Improved open-source data management solutions for translational medicine in the genomics era.
No more applications being accepted
Competition Funded PhD Project (European/UK Students Only)
The Science of the Project:
Translational medicine seeks to combine clinical data with basic-research knowledge towards novel diagnostics and treatments (“bench-to-bedside”) that are effective in subgroups (“stratified medicine”) or single individuals (“personalised medicine”). The key challenge that the field faces, but also one of its main opportunities, is the vastly diverse and dispersed array of possible input data. We have experience handling these data in local, national and international projects. In general, it entails harnessing a plethora of data from basic research (including omics content), observational studies (thousands of patients), and clinical data, including information derived from hospital equipment (e.g. CT scans, radiotherapy) and biomedical assays (e.g. qPCR, immunoassays, microbiomics, apoptosis assays). Ethico-legal and governance considerations are critical in ensuring that data are used in accordance with given consents, align with institutional needs, protect patient privacy and afford maximal utility within consortia and beyond.

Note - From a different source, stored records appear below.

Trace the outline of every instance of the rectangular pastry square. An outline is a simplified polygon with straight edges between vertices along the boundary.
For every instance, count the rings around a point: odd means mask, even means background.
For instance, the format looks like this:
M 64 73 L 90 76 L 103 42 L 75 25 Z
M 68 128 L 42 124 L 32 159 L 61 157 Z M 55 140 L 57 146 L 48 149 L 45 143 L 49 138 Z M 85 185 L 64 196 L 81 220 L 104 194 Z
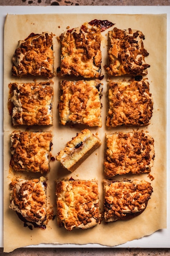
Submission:
M 153 103 L 146 79 L 110 81 L 108 83 L 106 126 L 148 125 Z
M 49 132 L 14 131 L 11 136 L 11 168 L 17 171 L 49 173 L 52 140 Z
M 13 126 L 53 124 L 53 82 L 9 84 L 9 112 Z
M 155 158 L 154 140 L 142 132 L 106 135 L 104 173 L 108 177 L 149 173 Z
M 12 58 L 12 75 L 54 76 L 53 37 L 52 33 L 32 33 L 20 40 Z
M 68 231 L 88 229 L 99 222 L 98 182 L 64 180 L 56 182 L 57 216 Z
M 129 219 L 146 209 L 153 192 L 151 184 L 137 180 L 104 180 L 104 218 L 106 222 Z
M 63 80 L 60 83 L 60 124 L 102 127 L 103 87 L 99 80 Z
M 100 28 L 85 23 L 61 36 L 61 76 L 97 78 L 101 72 Z
M 46 179 L 16 179 L 10 184 L 9 208 L 15 211 L 25 227 L 46 228 L 48 222 Z
M 110 76 L 146 75 L 150 65 L 145 58 L 149 55 L 144 47 L 145 36 L 139 30 L 114 27 L 108 31 L 108 65 L 105 69 Z
M 96 135 L 84 129 L 67 142 L 56 159 L 64 168 L 73 172 L 101 145 Z

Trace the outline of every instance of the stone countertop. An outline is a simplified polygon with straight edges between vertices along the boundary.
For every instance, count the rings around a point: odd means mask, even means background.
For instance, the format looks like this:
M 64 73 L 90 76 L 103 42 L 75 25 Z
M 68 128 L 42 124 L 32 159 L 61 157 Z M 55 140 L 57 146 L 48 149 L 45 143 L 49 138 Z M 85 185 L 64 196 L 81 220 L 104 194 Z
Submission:
M 0 0 L 0 6 L 115 5 L 170 6 L 170 0 Z M 19 239 L 19 238 L 18 238 Z M 11 241 L 12 242 L 12 241 Z M 107 255 L 111 256 L 165 256 L 170 255 L 170 249 L 161 248 L 19 248 L 6 253 L 0 248 L 0 256 L 64 256 Z

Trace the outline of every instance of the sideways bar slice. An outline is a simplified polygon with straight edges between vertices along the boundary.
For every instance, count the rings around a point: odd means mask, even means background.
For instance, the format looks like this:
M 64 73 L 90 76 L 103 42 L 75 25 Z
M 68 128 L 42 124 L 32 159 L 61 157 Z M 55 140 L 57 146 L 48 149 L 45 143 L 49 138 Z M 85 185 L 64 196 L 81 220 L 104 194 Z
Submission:
M 104 180 L 104 218 L 106 222 L 126 220 L 146 209 L 153 189 L 144 180 Z
M 97 181 L 58 181 L 56 195 L 59 227 L 71 231 L 90 228 L 99 222 Z
M 53 82 L 9 84 L 9 108 L 13 126 L 53 124 Z
M 84 129 L 67 142 L 56 159 L 63 167 L 73 172 L 101 145 L 97 136 Z
M 145 62 L 149 53 L 144 47 L 145 36 L 139 30 L 114 27 L 108 32 L 108 65 L 110 76 L 146 75 L 150 65 Z
M 9 208 L 15 211 L 24 226 L 46 228 L 48 220 L 46 179 L 17 179 L 10 184 Z
M 146 79 L 109 82 L 107 126 L 148 125 L 153 108 L 149 83 Z
M 149 173 L 155 158 L 154 140 L 147 132 L 106 135 L 104 173 L 108 177 Z
M 59 105 L 60 123 L 102 126 L 102 84 L 97 79 L 62 81 Z
M 99 77 L 101 72 L 100 27 L 85 23 L 61 36 L 61 76 Z
M 50 132 L 14 131 L 11 136 L 11 168 L 17 171 L 48 173 L 52 139 Z
M 32 33 L 20 40 L 12 59 L 12 75 L 54 76 L 53 37 L 52 33 Z

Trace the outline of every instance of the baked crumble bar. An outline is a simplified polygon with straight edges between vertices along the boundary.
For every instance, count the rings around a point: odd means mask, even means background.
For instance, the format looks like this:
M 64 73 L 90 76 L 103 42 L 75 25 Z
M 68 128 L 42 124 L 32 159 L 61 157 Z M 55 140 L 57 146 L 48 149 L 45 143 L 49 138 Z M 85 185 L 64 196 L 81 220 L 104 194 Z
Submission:
M 46 186 L 44 177 L 12 181 L 10 184 L 10 209 L 17 212 L 25 223 L 30 222 L 35 227 L 45 229 L 47 220 Z
M 68 231 L 88 229 L 99 222 L 98 182 L 64 180 L 56 182 L 57 216 Z
M 108 83 L 108 127 L 148 125 L 152 117 L 153 103 L 146 79 L 132 79 Z
M 60 74 L 97 78 L 101 72 L 100 28 L 81 27 L 66 31 L 61 36 Z
M 144 181 L 104 180 L 104 218 L 106 222 L 128 219 L 141 213 L 153 189 Z
M 32 33 L 25 40 L 20 40 L 12 59 L 12 75 L 53 76 L 53 37 L 52 33 Z
M 60 83 L 59 105 L 60 123 L 102 126 L 101 99 L 103 87 L 99 80 L 67 81 Z
M 53 124 L 53 82 L 12 83 L 9 109 L 13 126 Z
M 97 136 L 84 129 L 67 142 L 56 159 L 63 167 L 73 172 L 101 145 Z
M 155 158 L 154 140 L 142 132 L 106 135 L 106 176 L 149 173 Z
M 108 31 L 108 66 L 105 68 L 111 76 L 146 75 L 150 65 L 145 62 L 149 55 L 144 48 L 145 37 L 139 30 L 114 27 Z
M 10 167 L 15 171 L 49 173 L 52 139 L 49 132 L 14 131 L 11 136 Z

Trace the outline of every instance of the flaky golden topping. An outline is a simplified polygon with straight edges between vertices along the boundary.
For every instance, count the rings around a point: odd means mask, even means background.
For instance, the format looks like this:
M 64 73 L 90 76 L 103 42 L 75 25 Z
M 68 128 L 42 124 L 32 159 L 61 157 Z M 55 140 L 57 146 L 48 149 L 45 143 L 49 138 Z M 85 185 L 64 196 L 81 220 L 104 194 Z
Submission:
M 13 75 L 53 76 L 53 37 L 52 33 L 31 33 L 20 41 L 13 58 Z
M 14 131 L 11 167 L 16 171 L 49 173 L 52 139 L 51 132 Z
M 111 76 L 146 74 L 150 67 L 145 57 L 149 54 L 144 48 L 143 33 L 139 30 L 114 28 L 108 32 L 108 66 L 106 70 Z
M 146 80 L 110 81 L 108 86 L 107 126 L 150 124 L 153 103 Z
M 52 80 L 10 83 L 9 108 L 13 125 L 52 125 L 53 85 Z
M 142 132 L 106 135 L 105 175 L 149 172 L 155 158 L 154 143 L 149 134 Z
M 87 24 L 68 30 L 61 39 L 60 74 L 97 78 L 101 73 L 100 29 Z
M 59 106 L 61 124 L 72 122 L 101 127 L 102 90 L 98 80 L 62 81 Z
M 28 221 L 39 225 L 46 219 L 46 184 L 44 178 L 41 180 L 17 180 L 10 185 L 10 208 L 22 214 Z
M 137 180 L 104 181 L 105 221 L 131 218 L 141 213 L 150 198 L 150 183 Z
M 56 182 L 57 216 L 59 225 L 68 230 L 91 227 L 99 221 L 98 183 L 95 181 Z

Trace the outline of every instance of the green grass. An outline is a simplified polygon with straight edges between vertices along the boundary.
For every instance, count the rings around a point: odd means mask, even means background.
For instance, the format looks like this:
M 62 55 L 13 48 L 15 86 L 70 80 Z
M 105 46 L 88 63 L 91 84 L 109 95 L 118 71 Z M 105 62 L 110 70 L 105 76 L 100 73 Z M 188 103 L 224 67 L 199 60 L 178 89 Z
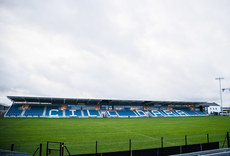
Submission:
M 222 141 L 230 130 L 230 117 L 170 117 L 129 119 L 45 119 L 45 118 L 0 118 L 0 148 L 33 153 L 46 141 L 62 141 L 72 154 L 95 153 L 98 141 L 99 152 Z M 43 150 L 45 152 L 45 150 Z

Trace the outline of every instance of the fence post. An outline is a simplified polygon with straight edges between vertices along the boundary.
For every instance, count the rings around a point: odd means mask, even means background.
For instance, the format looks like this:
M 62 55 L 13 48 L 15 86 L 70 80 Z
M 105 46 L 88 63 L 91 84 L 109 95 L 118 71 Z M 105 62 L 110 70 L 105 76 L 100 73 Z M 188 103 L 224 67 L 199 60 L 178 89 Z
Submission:
M 229 132 L 227 132 L 227 145 L 230 147 L 230 142 L 229 142 Z
M 14 144 L 11 144 L 11 151 L 14 151 Z
M 129 139 L 129 151 L 130 151 L 130 155 L 132 155 L 131 150 L 132 150 L 132 142 L 131 142 L 131 139 Z
M 96 140 L 96 154 L 97 154 L 97 140 Z
M 185 145 L 188 145 L 188 142 L 187 142 L 187 135 L 185 135 Z
M 48 151 L 49 151 L 49 141 L 47 141 L 47 144 L 46 144 L 46 156 L 48 156 Z
M 163 137 L 161 137 L 161 148 L 164 147 Z
M 39 156 L 42 156 L 42 143 L 40 143 L 40 151 L 39 151 Z

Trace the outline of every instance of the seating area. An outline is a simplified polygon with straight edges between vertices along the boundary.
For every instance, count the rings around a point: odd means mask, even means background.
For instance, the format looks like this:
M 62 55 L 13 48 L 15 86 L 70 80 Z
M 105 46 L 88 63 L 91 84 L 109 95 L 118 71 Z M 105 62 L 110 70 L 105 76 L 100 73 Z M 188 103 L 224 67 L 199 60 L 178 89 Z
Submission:
M 30 108 L 25 110 L 24 116 L 42 116 L 44 112 L 44 106 L 32 105 Z
M 128 117 L 185 117 L 185 116 L 204 116 L 201 111 L 192 111 L 189 108 L 173 108 L 172 110 L 88 110 L 84 108 L 67 108 L 57 105 L 19 105 L 14 104 L 10 107 L 5 117 L 75 117 L 75 118 L 128 118 Z
M 134 111 L 131 110 L 117 110 L 119 117 L 138 117 Z
M 89 116 L 99 117 L 100 114 L 97 110 L 89 110 Z
M 157 110 L 150 110 L 149 112 L 153 117 L 164 117 L 165 116 L 162 112 L 157 111 Z
M 106 116 L 110 118 L 116 118 L 118 117 L 116 111 L 106 111 Z
M 22 105 L 12 105 L 7 112 L 6 116 L 7 117 L 18 117 L 22 114 Z
M 46 107 L 47 117 L 63 117 L 63 111 L 58 106 L 47 106 Z

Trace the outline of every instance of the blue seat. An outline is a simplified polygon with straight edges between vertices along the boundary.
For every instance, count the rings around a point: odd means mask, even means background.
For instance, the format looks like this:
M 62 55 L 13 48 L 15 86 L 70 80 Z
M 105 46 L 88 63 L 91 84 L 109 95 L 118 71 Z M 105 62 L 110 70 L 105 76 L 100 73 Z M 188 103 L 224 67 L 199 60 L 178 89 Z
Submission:
M 83 110 L 83 114 L 84 114 L 84 116 L 85 116 L 85 117 L 88 117 L 88 116 L 89 116 L 89 114 L 88 114 L 88 111 L 87 111 L 87 110 Z
M 128 116 L 137 116 L 133 111 L 131 110 L 117 110 L 117 113 L 119 116 L 128 117 Z
M 100 116 L 99 112 L 97 110 L 89 110 L 90 116 Z
M 81 114 L 81 110 L 69 110 L 69 109 L 66 109 L 65 110 L 65 116 L 78 116 L 78 117 L 81 117 L 82 114 Z
M 54 110 L 57 110 L 57 111 L 52 111 L 51 114 L 50 111 L 54 109 Z M 62 110 L 59 110 L 58 106 L 47 106 L 46 108 L 46 116 L 60 116 L 62 117 L 63 116 L 63 111 Z
M 20 116 L 22 114 L 22 105 L 13 104 L 8 110 L 6 116 Z
M 42 116 L 44 111 L 44 106 L 32 105 L 24 113 L 24 116 Z

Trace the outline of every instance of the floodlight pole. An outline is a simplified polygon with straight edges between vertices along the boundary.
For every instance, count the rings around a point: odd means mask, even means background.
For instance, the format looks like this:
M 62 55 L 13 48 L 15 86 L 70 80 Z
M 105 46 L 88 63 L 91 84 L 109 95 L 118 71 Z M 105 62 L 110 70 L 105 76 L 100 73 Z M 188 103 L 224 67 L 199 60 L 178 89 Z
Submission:
M 216 80 L 219 80 L 219 86 L 220 86 L 220 104 L 221 104 L 221 114 L 223 114 L 223 103 L 222 103 L 222 89 L 221 89 L 221 80 L 223 80 L 223 77 L 217 77 Z

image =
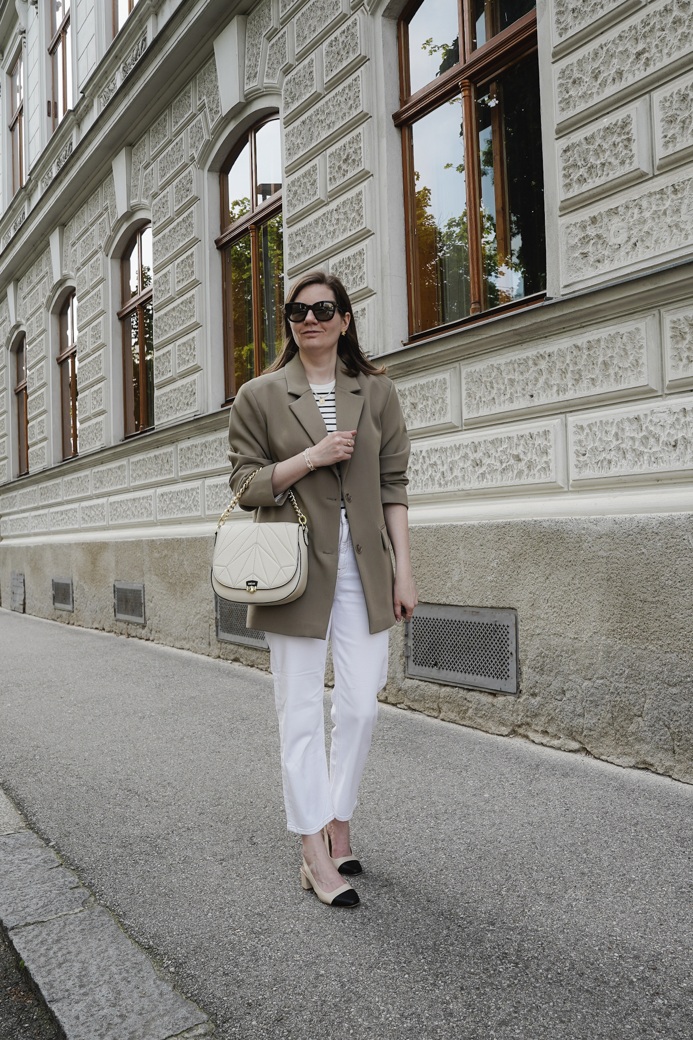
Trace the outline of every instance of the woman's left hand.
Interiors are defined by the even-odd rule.
[[[395,575],[395,590],[393,592],[393,606],[397,621],[410,621],[414,608],[419,602],[419,594],[414,583],[411,571],[407,574],[401,573],[402,569],[397,568]]]

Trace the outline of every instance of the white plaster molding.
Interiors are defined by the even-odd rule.
[[[7,307],[9,309],[10,331],[19,324],[19,281],[15,279],[7,286]]]
[[[214,41],[221,114],[233,115],[245,104],[245,15],[237,15]]]
[[[132,149],[122,149],[111,162],[118,219],[131,210]]]
[[[59,282],[62,278],[62,246],[64,238],[64,225],[59,224],[50,235],[51,244],[51,266],[53,268],[53,282]]]
[[[651,176],[647,98],[562,137],[556,149],[560,212]]]

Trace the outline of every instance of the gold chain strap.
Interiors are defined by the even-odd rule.
[[[216,525],[216,530],[218,530],[219,527],[222,527],[224,525],[224,523],[226,522],[226,518],[229,517],[229,515],[231,513],[234,512],[234,510],[238,505],[238,503],[240,501],[240,497],[243,494],[243,492],[246,490],[246,488],[249,485],[250,480],[252,479],[254,476],[257,476],[259,472],[260,472],[259,469],[254,470],[252,473],[250,473],[250,475],[248,477],[246,477],[245,480],[243,480],[243,484],[242,484],[241,488],[239,489],[238,493],[236,495],[234,495],[234,497],[232,498],[230,504],[226,506],[226,509],[223,511],[223,513],[219,517],[219,522]],[[293,508],[296,510],[296,516],[298,517],[299,524],[301,525],[301,527],[303,528],[303,530],[308,530],[308,519],[306,519],[305,516],[303,516],[303,514],[301,513],[301,511],[298,509],[298,505],[296,503],[296,499],[294,498],[293,491],[289,492],[289,497],[291,498],[291,502],[292,502]],[[215,531],[215,534],[216,534],[216,531]]]

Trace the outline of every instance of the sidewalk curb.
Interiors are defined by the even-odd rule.
[[[2,789],[0,927],[65,1040],[193,1040],[214,1031]]]

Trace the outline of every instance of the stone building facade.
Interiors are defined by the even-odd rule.
[[[117,3],[73,0],[69,30],[57,6],[0,4],[2,605],[21,572],[32,615],[267,667],[216,639],[209,564],[239,378],[219,184],[278,114],[284,277],[338,274],[362,345],[397,383],[420,598],[517,612],[517,696],[407,677],[397,629],[383,699],[693,781],[693,0],[523,8],[522,40],[512,26],[503,38],[537,69],[545,281],[486,306],[499,274],[477,306],[470,274],[469,313],[423,331],[402,147],[411,124],[416,156],[411,4],[139,0],[116,24]],[[481,0],[462,6],[483,17]],[[462,56],[464,76],[482,51]],[[462,106],[482,85],[462,85]],[[123,263],[148,227],[152,349],[135,363],[151,363],[153,415],[136,396],[130,437]],[[58,575],[72,613],[52,605]],[[116,580],[144,584],[144,626],[114,619]]]

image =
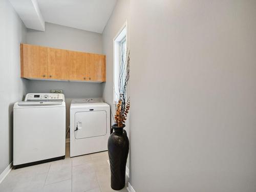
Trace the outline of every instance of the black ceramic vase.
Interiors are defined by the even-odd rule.
[[[111,170],[111,188],[114,190],[122,189],[125,185],[125,168],[129,151],[129,140],[125,125],[118,127],[112,126],[114,132],[108,141],[108,149]]]

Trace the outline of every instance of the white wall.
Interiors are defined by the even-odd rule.
[[[45,31],[28,29],[27,43],[88,53],[102,53],[101,34],[48,23],[46,23],[45,29]],[[48,93],[51,89],[63,91],[66,98],[67,127],[69,125],[69,108],[73,98],[102,97],[102,83],[29,81],[29,93]]]
[[[130,0],[118,0],[102,33],[103,53],[106,55],[106,81],[103,83],[103,98],[111,105],[112,113],[115,115],[113,103],[113,39],[126,22],[129,15]],[[128,29],[129,29],[128,26]],[[129,38],[129,37],[128,37]],[[129,40],[128,39],[128,41]],[[114,124],[111,118],[111,124]],[[129,120],[126,121],[125,130],[130,137]],[[129,167],[128,158],[127,166]]]
[[[0,1],[0,174],[12,161],[13,107],[27,80],[20,77],[19,44],[26,28],[8,0]]]
[[[256,1],[131,0],[131,184],[256,191]]]

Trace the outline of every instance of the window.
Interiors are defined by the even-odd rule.
[[[125,62],[126,59],[127,35],[126,24],[121,28],[114,39],[114,103],[118,102],[119,83],[124,83]],[[120,73],[121,72],[121,73]],[[123,74],[120,75],[120,74]],[[120,78],[119,78],[120,77]]]

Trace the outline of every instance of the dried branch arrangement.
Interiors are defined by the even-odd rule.
[[[130,100],[129,98],[127,99],[127,86],[130,79],[130,51],[127,53],[125,57],[122,55],[119,72],[119,100],[116,106],[115,115],[115,121],[119,127],[123,126],[125,123],[130,110]]]

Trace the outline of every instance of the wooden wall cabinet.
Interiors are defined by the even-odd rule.
[[[28,79],[105,81],[105,56],[20,44],[20,76]]]
[[[20,73],[22,77],[48,78],[47,48],[21,44]]]
[[[69,56],[69,80],[87,81],[86,53],[70,51]]]
[[[69,52],[67,50],[48,48],[48,78],[69,79]]]

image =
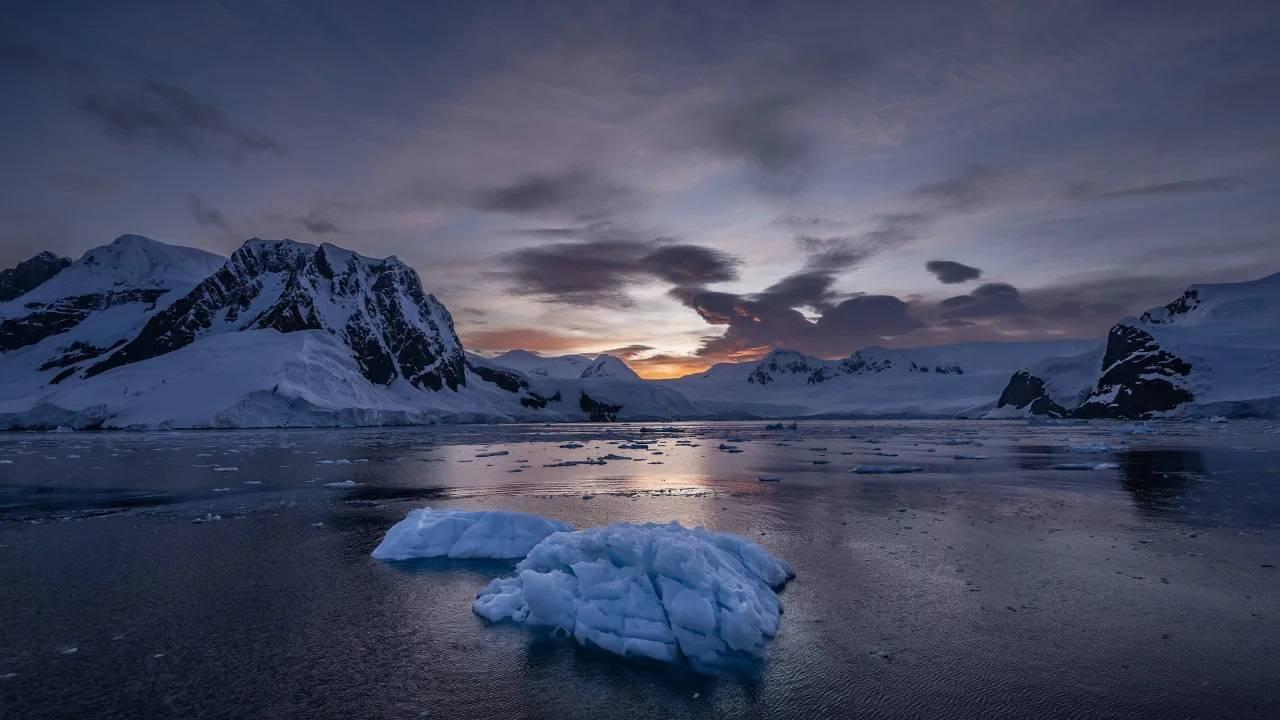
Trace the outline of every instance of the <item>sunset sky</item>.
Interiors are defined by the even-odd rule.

Two key areas of unmet need have been identified where innovation and PhD student training would be attractive:
1) Better connecting healthcare and research data
Open source platforms exist for clinical and biomedical data, e.g. i2b2 (http://i2b2.org) & tranSMART (http://transmartfoundation.org), supported by developer communities. However, both have major shortcomings, reflecting developers’ focus on research rather than the nature of healthcare data. Specifically, the systems share a common data model with a core entity-attribute-value table. We and others have found that this: fails to satisfactorily model complex temporal data and relationships (which are key to making sense of clinical information); cannot handle very large data sets such as genotypic observations; and poorly supports diverse data federation arrangements for bringing different database instances together.
Therefore, this PhD project will use datasets available to us via collaborations and co-funded projects, to explore how this data model can be adapted and connected to more abstract information management systems (such as “star-schema” data marts and NoSQL technologies), to solve the above problems. An initial focus will be on i2b2/tranSMART for observational studies, particularly with respect to the timings of, and relationships between, clinical events. Additionally, we will test formats and technologies for storing and integrating genomics data, especially considering methods to index these data at minimal computational expense.
This work will be done in concert with open-source communities, and so there will be an onus on the student to build on existing relationships in a strong network with other like-minded developers.
2) Making translational data maximally discoverable and shareable
There is a fundamental need to make translational medicine consortia data more widely available and exploitable. This means making it easier to mine potentially useful data, and to establish whether the data may be re-purposed under given conditions.
Through this PhD project, we intend to upgrade our existing and widely adopted discovery data models and software to handle full translational medicine data. Given data sensitivities, this will incorporate a standard matrix that specifies and makes computer-readable the pertinent consent and data-use conditions (a Global Alliance for Genomics and Health Task Team we lead), and exploit graphical interfaces for searching and displaying discovery results without exposing personally sensitive or identifiable information. This is an untapped area of research that we can advance rapidly with our existing collaborators, to have a significant impact on the field.
The ideal applicant will have an outstanding understanding of Computer Science or Bioinformatics with a degree at BSc or MSc level (preferably the latter). Applicants with degrees in Biological Sciences are discouraged from applying unless they can demonstrate advanced computing skills including creating relational databases and have the ability to code original applications in languages commonly used in bioinformatics, such as Python, Perl or C/C++. We know from experience that we can teach the necessary genetics skills to academically bright students with little or no prior knowledge of that subject.
The University of Leicester is providing funding for a small number of PhD studentships. It is probable that there will be more applicants than studentships and the successful candidates will be chosen in competition with one another on the basis of academic merit. Only UK and EU applicants are eligible to apply.